Creating an AI Agent-Based System with LangGraph: Adding Persistence and Streaming (Step by Step Guide)

Contents

Setting Up the Agent Adding Persistence Adding Streaming Streaming Tokens Conclusion

In our previous tutorial, we built an AI agent capable of answering queries by surfing the web. However, when building agents for longer-running tasks, two critical concepts come into play: persistence and streaming. Persistence allows you to save the state of an agent at any given point, enabling you to resume from that state in future interactions. This is crucial for long-running applications. On the other hand, streaming lets you emit real-time signals about what the agent is doing at any moment, providing transparency and control over its actions. In this tutorial, we’ll enhance our agent by adding these powerful features.

Setting Up the Agent

Let’s start by recreating our agent. We’ll load the necessary environment variables, install and import the required libraries, set up the Tavily search tool, define the agent state, and finally, build the agent.

Copy Code

pip install langgraph==0.2.53 langgraph-checkpoint==2.0.6 langgraph-sdk==0.1.36 langchain-groq langchain-community langgraph-checkpoint-sqlite==2.0.1

Copy Code

import os
os.environ['TAVILY_API_KEY'] = "<TAVILY_API_KEY>"
os.environ['GROQ_API_KEY'] = "<GROQ_API_KEY>"
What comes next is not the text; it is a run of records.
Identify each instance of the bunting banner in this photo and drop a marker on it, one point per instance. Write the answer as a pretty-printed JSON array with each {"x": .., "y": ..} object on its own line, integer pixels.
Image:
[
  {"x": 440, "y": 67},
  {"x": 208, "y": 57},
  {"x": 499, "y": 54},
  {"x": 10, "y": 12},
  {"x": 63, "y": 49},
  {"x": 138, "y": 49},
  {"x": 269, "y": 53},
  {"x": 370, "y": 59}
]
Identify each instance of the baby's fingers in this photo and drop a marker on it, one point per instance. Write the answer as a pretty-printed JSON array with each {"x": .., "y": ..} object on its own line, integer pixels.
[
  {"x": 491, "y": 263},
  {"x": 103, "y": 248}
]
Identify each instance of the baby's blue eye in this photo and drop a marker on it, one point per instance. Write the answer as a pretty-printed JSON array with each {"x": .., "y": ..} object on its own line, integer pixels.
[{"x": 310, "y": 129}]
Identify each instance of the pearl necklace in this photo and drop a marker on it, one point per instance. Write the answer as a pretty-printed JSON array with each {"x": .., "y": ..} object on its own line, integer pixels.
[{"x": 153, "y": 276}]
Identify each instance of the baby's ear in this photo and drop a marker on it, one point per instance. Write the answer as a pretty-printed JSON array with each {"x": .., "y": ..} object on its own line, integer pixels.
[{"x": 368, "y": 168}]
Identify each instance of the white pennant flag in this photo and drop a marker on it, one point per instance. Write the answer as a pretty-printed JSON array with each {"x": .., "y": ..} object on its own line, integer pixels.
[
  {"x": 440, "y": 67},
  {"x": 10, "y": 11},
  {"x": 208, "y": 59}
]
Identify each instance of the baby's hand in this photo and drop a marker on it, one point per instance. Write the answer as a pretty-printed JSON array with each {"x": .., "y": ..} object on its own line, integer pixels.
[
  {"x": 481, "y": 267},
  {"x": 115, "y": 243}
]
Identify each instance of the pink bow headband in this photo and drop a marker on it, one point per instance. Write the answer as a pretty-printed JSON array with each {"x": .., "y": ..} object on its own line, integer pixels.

from langgraph.graph import StateGraph, END
from typing import TypedDict, Annotated
import operator
from langchain_core.messages import AnyMessage, SystemMessage, HumanMessage, ToolMessage
from langchain_groq import ChatGroq
from langchain_community.tools.tavily_search import TavilySearchResults

tool = TavilySearchResults(max_results=2)

class AgentState(TypedDict):
    messages: Annotated[list[AnyMessage], operator.add]

class Agent:
    def __init__(self, model, tools, system=""):
        self.system = system
        graph = StateGraph(AgentState)
        graph.add_node("llm", self.call_openai)
        graph.add_node("action", self.take_action)
        graph.add_conditional_edges("llm", self.exists_action, {True: "action", False: END})
        graph.add_edge("action", "llm")
        graph.set_entry_point("llm")
        self.graph = graph.compile()
        self.tools = {t.name: t for t in tools}
        self.model = model.bind_tools(tools)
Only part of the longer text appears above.